This post is adapted from the forthcoming The DAM Book3.
There is a lot of hype and hazy discussion about the future of AI, but it’s often very loosely defined. In a previous blog post, I made the case for lumping a lot of this into a category I’m calling Computational Tagging. In the second post, I made a distinction between Artificial Intelligence, Machine learning, and Deep Learning, In this post, I’ll outline a number of the capabilities that fall under the rubric of Computational Tagging.
What can computers tag for?
The subject matter will be an ever growing list, and in large part will be determined by the willingness of people and companies to pay for these services. but as of this writing, the following categories are becoming pretty common.
- Objects shown – This was one of the first goals of AI services, and has come a long way. Most computational tagging services can identify objects, landscapes and other generically identifiable elements.
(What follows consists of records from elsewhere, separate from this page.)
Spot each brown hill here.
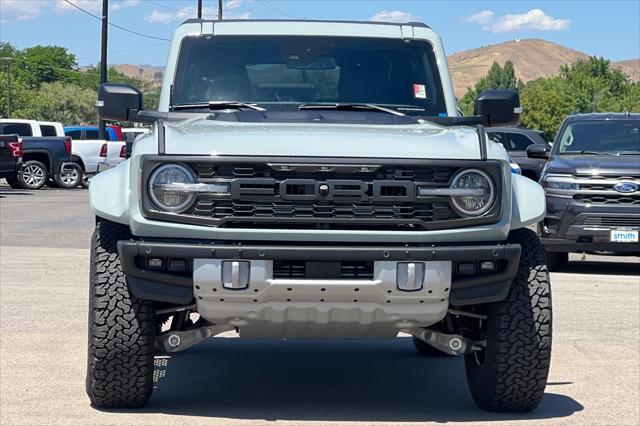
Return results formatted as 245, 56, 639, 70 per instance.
104, 39, 640, 97
111, 64, 164, 82
448, 39, 640, 97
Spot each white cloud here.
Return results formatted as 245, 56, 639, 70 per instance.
225, 0, 244, 10
55, 0, 102, 13
465, 10, 494, 25
369, 10, 415, 23
465, 9, 571, 33
0, 0, 47, 22
111, 0, 140, 10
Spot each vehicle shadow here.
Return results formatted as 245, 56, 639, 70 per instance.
557, 257, 640, 276
125, 338, 583, 422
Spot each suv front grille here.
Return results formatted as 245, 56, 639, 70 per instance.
573, 195, 640, 205
143, 156, 501, 231
273, 260, 373, 280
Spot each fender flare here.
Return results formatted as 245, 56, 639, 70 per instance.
510, 174, 547, 229
89, 161, 130, 226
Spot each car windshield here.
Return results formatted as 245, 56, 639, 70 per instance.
172, 36, 447, 115
557, 119, 640, 155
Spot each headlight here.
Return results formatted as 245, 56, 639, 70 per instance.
451, 169, 496, 216
149, 164, 196, 213
542, 175, 580, 192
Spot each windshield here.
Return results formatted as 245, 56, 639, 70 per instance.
172, 36, 447, 115
556, 119, 640, 154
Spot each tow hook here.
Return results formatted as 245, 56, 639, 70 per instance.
402, 328, 485, 356
156, 325, 235, 353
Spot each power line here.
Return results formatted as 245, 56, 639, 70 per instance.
63, 0, 171, 41
256, 0, 303, 19
144, 0, 182, 12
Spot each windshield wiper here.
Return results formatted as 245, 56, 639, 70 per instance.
298, 103, 405, 117
560, 150, 617, 155
173, 101, 266, 111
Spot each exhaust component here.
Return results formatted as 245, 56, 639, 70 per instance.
156, 325, 235, 353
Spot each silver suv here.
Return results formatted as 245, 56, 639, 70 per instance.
87, 20, 551, 411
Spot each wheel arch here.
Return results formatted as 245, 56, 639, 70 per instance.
89, 163, 130, 225
22, 150, 53, 173
71, 153, 87, 173
510, 175, 546, 229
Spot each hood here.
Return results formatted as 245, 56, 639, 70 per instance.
149, 119, 490, 160
545, 155, 640, 176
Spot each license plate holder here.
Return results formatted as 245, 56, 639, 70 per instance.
609, 229, 638, 243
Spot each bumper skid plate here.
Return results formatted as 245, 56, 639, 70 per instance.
118, 241, 520, 338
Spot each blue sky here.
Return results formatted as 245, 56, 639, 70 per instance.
0, 0, 640, 65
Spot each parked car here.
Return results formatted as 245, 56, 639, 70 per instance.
64, 125, 127, 170
122, 127, 149, 158
0, 135, 22, 180
0, 119, 77, 189
86, 19, 552, 412
529, 113, 640, 269
487, 127, 551, 182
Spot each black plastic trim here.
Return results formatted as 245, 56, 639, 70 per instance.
476, 124, 487, 161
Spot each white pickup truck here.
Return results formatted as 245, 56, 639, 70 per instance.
2, 119, 107, 187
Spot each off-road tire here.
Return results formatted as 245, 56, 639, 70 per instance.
412, 337, 453, 357
53, 164, 83, 189
80, 173, 91, 189
86, 219, 156, 408
465, 229, 551, 412
18, 160, 49, 189
545, 251, 569, 272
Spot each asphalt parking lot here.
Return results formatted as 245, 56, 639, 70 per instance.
0, 185, 640, 425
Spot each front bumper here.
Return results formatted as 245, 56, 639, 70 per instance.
118, 241, 520, 338
542, 195, 640, 252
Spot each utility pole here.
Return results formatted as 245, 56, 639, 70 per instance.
5, 58, 12, 118
98, 0, 109, 140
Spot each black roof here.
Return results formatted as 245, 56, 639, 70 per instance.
183, 18, 431, 28
567, 112, 640, 121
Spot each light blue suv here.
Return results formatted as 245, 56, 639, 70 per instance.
87, 20, 551, 411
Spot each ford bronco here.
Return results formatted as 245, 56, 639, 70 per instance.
86, 20, 551, 411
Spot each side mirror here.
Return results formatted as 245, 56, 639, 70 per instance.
473, 90, 522, 126
96, 83, 142, 121
527, 143, 550, 159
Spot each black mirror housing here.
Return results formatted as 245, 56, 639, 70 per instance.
473, 90, 522, 126
97, 83, 142, 121
527, 143, 550, 159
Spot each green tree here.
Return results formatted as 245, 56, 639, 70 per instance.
521, 57, 640, 138
13, 81, 98, 124
459, 61, 522, 115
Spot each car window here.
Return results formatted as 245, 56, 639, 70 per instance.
40, 124, 57, 136
122, 132, 142, 142
0, 123, 33, 136
487, 132, 507, 148
64, 130, 82, 140
84, 129, 111, 141
505, 133, 534, 151
556, 118, 640, 154
172, 35, 446, 115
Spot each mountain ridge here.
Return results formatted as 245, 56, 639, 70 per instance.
104, 39, 640, 98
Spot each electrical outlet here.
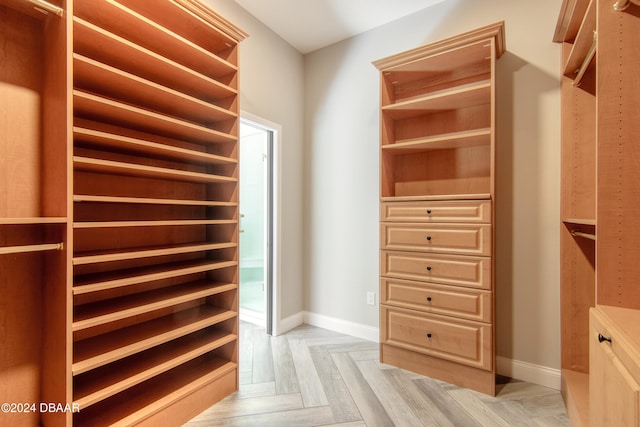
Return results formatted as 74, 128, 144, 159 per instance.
367, 292, 376, 305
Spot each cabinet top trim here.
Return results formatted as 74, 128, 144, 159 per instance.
171, 0, 249, 42
373, 21, 506, 70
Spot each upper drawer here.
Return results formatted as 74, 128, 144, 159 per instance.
380, 200, 491, 224
380, 223, 491, 256
380, 277, 492, 323
380, 251, 491, 290
380, 306, 493, 370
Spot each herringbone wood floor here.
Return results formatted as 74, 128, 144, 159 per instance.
185, 322, 569, 427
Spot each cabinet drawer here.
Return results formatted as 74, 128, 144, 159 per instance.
380, 200, 491, 224
380, 251, 491, 290
380, 277, 492, 323
380, 223, 491, 256
380, 306, 493, 370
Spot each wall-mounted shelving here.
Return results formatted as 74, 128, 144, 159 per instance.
0, 0, 246, 426
374, 24, 504, 394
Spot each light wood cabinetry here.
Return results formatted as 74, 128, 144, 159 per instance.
0, 0, 246, 426
374, 23, 505, 394
589, 305, 640, 426
554, 0, 640, 425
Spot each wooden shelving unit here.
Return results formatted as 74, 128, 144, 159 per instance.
0, 0, 246, 426
0, 0, 71, 425
70, 0, 244, 425
554, 0, 640, 425
374, 23, 504, 394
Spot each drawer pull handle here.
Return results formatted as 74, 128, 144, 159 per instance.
598, 334, 611, 344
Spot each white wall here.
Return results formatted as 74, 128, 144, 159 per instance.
304, 0, 560, 374
206, 0, 304, 318
207, 0, 560, 380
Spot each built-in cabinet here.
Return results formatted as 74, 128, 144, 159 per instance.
0, 0, 246, 426
554, 0, 640, 425
374, 23, 505, 394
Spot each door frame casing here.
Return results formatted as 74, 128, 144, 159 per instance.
240, 110, 282, 335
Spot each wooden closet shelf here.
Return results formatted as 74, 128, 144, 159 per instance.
73, 90, 237, 144
73, 260, 238, 295
73, 53, 238, 126
72, 280, 238, 332
562, 218, 596, 226
118, 0, 247, 56
0, 0, 64, 20
0, 216, 67, 226
73, 242, 238, 265
74, 356, 238, 426
382, 81, 491, 119
73, 17, 238, 102
380, 193, 491, 202
73, 194, 238, 207
0, 242, 64, 255
74, 1, 238, 78
73, 219, 237, 229
564, 0, 596, 78
73, 156, 238, 184
73, 330, 238, 409
382, 128, 491, 154
72, 305, 237, 375
73, 126, 238, 165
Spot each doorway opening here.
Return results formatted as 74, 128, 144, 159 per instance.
239, 114, 277, 334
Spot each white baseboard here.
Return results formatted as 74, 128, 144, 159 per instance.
273, 311, 304, 336
274, 311, 561, 390
303, 311, 380, 342
496, 356, 561, 390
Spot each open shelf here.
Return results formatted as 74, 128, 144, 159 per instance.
73, 219, 237, 228
73, 90, 237, 144
73, 156, 238, 183
73, 54, 238, 124
380, 193, 491, 202
77, 355, 238, 427
564, 0, 596, 79
72, 280, 237, 332
73, 17, 238, 104
73, 194, 238, 207
73, 330, 238, 408
382, 128, 491, 154
73, 126, 238, 165
73, 242, 238, 265
73, 260, 238, 295
114, 0, 241, 59
72, 305, 237, 375
74, 1, 238, 78
382, 81, 491, 119
0, 216, 67, 225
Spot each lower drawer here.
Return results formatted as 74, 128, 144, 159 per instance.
380, 277, 492, 323
380, 306, 493, 370
380, 251, 491, 290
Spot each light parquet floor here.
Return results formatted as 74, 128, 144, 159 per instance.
185, 322, 569, 427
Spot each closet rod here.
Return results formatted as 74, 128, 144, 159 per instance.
571, 230, 596, 240
24, 0, 64, 16
573, 31, 598, 86
0, 243, 64, 255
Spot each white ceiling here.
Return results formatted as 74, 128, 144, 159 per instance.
235, 0, 444, 54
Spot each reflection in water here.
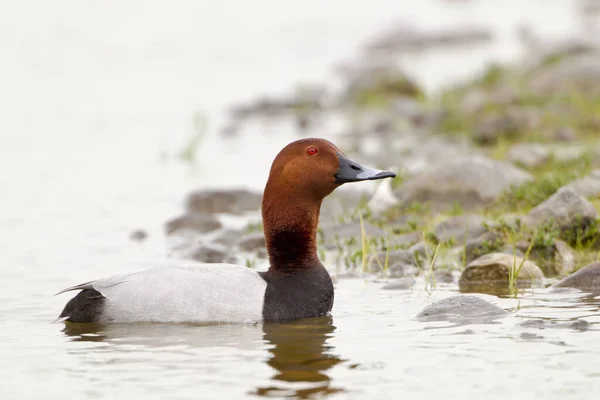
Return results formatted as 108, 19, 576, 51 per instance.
253, 317, 343, 398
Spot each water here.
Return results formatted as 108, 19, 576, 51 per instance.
0, 0, 600, 399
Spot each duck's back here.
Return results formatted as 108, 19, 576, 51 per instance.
61, 264, 267, 324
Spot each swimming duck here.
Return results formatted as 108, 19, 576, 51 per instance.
58, 138, 395, 324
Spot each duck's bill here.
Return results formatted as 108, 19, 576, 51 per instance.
334, 153, 396, 183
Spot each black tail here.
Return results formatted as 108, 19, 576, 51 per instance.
59, 289, 105, 323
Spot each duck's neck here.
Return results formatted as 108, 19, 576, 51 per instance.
262, 191, 322, 273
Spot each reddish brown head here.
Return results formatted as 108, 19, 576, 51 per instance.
262, 138, 395, 271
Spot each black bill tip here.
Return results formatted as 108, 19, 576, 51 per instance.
334, 153, 396, 183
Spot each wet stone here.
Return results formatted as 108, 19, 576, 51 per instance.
394, 156, 533, 209
508, 143, 550, 168
458, 253, 544, 295
368, 250, 414, 272
435, 214, 486, 243
190, 244, 236, 263
551, 261, 600, 293
212, 228, 244, 247
381, 277, 415, 290
387, 262, 416, 278
462, 232, 504, 264
433, 269, 454, 283
321, 221, 387, 248
186, 189, 262, 214
129, 229, 148, 242
531, 53, 600, 96
165, 213, 223, 235
566, 169, 600, 197
408, 240, 436, 262
523, 187, 598, 230
238, 232, 266, 251
553, 239, 575, 276
416, 295, 509, 324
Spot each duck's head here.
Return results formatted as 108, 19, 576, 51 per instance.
267, 138, 396, 200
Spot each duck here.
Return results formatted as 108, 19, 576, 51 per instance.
57, 138, 396, 324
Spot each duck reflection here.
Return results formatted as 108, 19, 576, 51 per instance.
253, 317, 343, 398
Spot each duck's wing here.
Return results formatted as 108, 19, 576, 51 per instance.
60, 264, 266, 323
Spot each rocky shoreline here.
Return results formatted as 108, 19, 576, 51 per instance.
156, 19, 600, 312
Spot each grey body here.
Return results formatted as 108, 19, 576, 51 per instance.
60, 264, 267, 324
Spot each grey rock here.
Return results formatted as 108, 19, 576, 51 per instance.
433, 269, 454, 283
368, 250, 414, 272
238, 232, 266, 251
456, 231, 504, 264
381, 278, 415, 290
394, 156, 533, 208
523, 187, 598, 229
554, 239, 575, 276
554, 126, 577, 142
387, 262, 416, 278
434, 214, 486, 243
530, 53, 600, 96
189, 244, 236, 263
321, 221, 387, 248
390, 231, 423, 247
129, 229, 148, 242
565, 169, 600, 197
551, 261, 600, 293
408, 240, 436, 260
473, 107, 541, 145
458, 253, 544, 294
417, 295, 509, 324
165, 213, 223, 235
390, 134, 479, 178
366, 25, 493, 53
186, 189, 262, 214
212, 228, 244, 248
508, 143, 550, 168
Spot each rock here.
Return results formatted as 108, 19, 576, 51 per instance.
508, 143, 550, 168
368, 250, 414, 272
458, 253, 544, 294
212, 228, 244, 248
390, 231, 423, 248
523, 187, 598, 230
416, 295, 509, 324
473, 107, 541, 145
387, 262, 416, 278
530, 53, 600, 96
554, 126, 577, 142
186, 189, 262, 214
321, 221, 387, 248
434, 214, 487, 243
189, 244, 236, 263
366, 24, 493, 53
381, 277, 415, 290
129, 229, 148, 242
165, 213, 223, 235
462, 232, 504, 264
341, 66, 421, 106
394, 135, 478, 177
433, 269, 454, 283
551, 261, 600, 293
238, 232, 266, 251
565, 169, 600, 197
554, 239, 575, 276
394, 156, 533, 208
408, 240, 436, 262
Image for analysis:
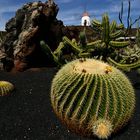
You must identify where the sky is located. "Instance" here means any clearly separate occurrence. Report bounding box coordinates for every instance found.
[0,0,140,30]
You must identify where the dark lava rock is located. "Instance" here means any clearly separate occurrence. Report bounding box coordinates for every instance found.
[0,0,74,71]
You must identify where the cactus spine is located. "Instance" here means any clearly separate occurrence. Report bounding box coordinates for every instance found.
[51,58,135,138]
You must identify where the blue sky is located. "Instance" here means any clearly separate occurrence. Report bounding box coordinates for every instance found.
[0,0,140,30]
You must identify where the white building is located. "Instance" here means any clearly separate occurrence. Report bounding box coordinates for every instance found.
[81,12,91,26]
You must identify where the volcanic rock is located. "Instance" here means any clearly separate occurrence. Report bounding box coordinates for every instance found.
[0,0,74,71]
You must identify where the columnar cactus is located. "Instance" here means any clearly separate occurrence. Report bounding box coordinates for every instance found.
[51,58,135,138]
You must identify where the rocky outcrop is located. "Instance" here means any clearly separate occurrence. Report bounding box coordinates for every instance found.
[0,0,72,71]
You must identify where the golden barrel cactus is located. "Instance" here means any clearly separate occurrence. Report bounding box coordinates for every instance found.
[0,81,14,96]
[51,58,135,138]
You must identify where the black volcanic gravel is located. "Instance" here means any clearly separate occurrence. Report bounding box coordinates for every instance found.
[0,68,140,140]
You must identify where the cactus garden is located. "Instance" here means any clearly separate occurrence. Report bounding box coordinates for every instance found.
[0,0,140,140]
[51,58,135,138]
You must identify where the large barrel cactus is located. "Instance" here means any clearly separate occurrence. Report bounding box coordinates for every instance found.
[51,58,135,138]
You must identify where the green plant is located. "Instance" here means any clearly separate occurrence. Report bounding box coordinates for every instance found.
[92,14,130,58]
[0,81,14,96]
[51,58,135,138]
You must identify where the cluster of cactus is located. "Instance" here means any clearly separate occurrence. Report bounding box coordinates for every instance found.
[0,81,14,96]
[108,28,140,71]
[51,58,135,138]
[41,14,140,71]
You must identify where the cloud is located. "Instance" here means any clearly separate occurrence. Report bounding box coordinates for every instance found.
[56,0,73,4]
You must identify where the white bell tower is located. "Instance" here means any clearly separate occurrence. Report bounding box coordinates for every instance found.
[81,12,91,26]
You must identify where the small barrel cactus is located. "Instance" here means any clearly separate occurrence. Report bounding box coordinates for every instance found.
[51,58,135,139]
[0,81,14,96]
- People and activities shown – AI services can usually identify if a person appears in a photo, although they may not know who it is unless it is a celebrity or unless the service has been trained for that particular person. Many activities can now be recognized by AI services, running the gamut from sports to work to leisure.
- Specific People – Some services can be trained to recognize specific people in your library. Face tagging is part of most consumer-level services and is also found in some trainable enterprise services.
- Species shown – Not long ago, it was hard for Artificial Intelligence to tell the difference between a cat and a dog. Now it’s common for some services to be able to tell you which breed of cat or dog (as well as many other animals and plants.) This is a natural fit for a machine learning project, since plants and animals are well-categorized training set and there are a lot of apparent use cases.
- Adult content – Many computational tagging services can identify adult content, which is quite useful for automatic filtering. Of course, notions of what constitutes adult content varies greatly by culture.
- Readable text – Optical Character Recognition has been a staple of AI services since the very beginning. This is now being extended to handwriting recognition.
- Natural Language Processing – It’s one thing to be able to read text, it’s another thing to understand its meaning. Natural Language Processing (NLP) is the study of the way that we use language. NLP allows us to understand slang and metaphors in addition to strict literal meaning. (e.g. we can understand what the phrase “how much did those shoes set you back?”). NLP is important in tagging, but even more important in the search process.
- Sentiment analysis – Tagging systems may be able to add some tags that describe sentiments. (e.g. It’s getting common for services to categorize facial expressions as being happy, sad or mad.) Some services may also be able to assign an emotion tag to images based upon subject matter, such as adding the keyword “sad” to a photo of a funeral.
- Situational analysis – One of he next great leaps in Computational Tagging will be true machine learning capability for situational analysis. Some of this is straightforward (e.g. “this is a soccer game”.) Some is more difficult (“This is a dangerous situation.”) At the moment, a lot of situational analysis is actually rule based. (e.g. Add the keyword vacation when you see a photo of a beach.)
- Celebrities – There is a big market of celebrity photos, and there are excellent training sets.
- Trademarks and products – Trademarks are also easy to identify, and there is a ready market for trademark identification (e.g. alert me whenever our trademark shows up in someone’s Instagram feed). When you get to specific products, you probably need to have a trainable system.
- Graphic elements – ML services can evaluate images according to nearly any graphic component. This includes shapes and colors in an image, These can be used to find similar images across a single collection or on the web at large. This was an early capability of rule-based AI service, and remains an important goal for both ML and DL services. .
- Aesthetic ranking – Computer vision can do some evaluation of image quality. It can find faces, blinks and smiles. It can also check for color, exposure and composition and make some programmatic ranking assessments.
- Image Matching services – Image matching as a technology is pretty mature, but the services built on image matching are just beginning. Used on the open web, for instance, image matching can tell you about the spread of an idea or meme. It can also help you find duplicate or similar images within your own system, company or library.
- Linked data – There is an unlimited body of knowledge about the people, places and events shown in an image collection – far more than could ever be stuffed in to a database. Linking media objects to data stacks will be a key tool to understanding the subject matter of the photo in a programmatic context.
- Data exhaust – I use this term to mean the personal data that you create as you move through the world, which could be used to help understand the meaning and context of an image. Your calendar entries, texts or emails all contain information that is useful for automatically tagging images. There are lots of difficult privacy issues related to this, but it’s the most promising way to attach knowledge specific to the creator to the object.
- Language Translation – We’re probably all familiar with the ability to use Google Translate to change a phrase from one language to another. Building language translation into image semantics will help to make it a truly transcultural communication system.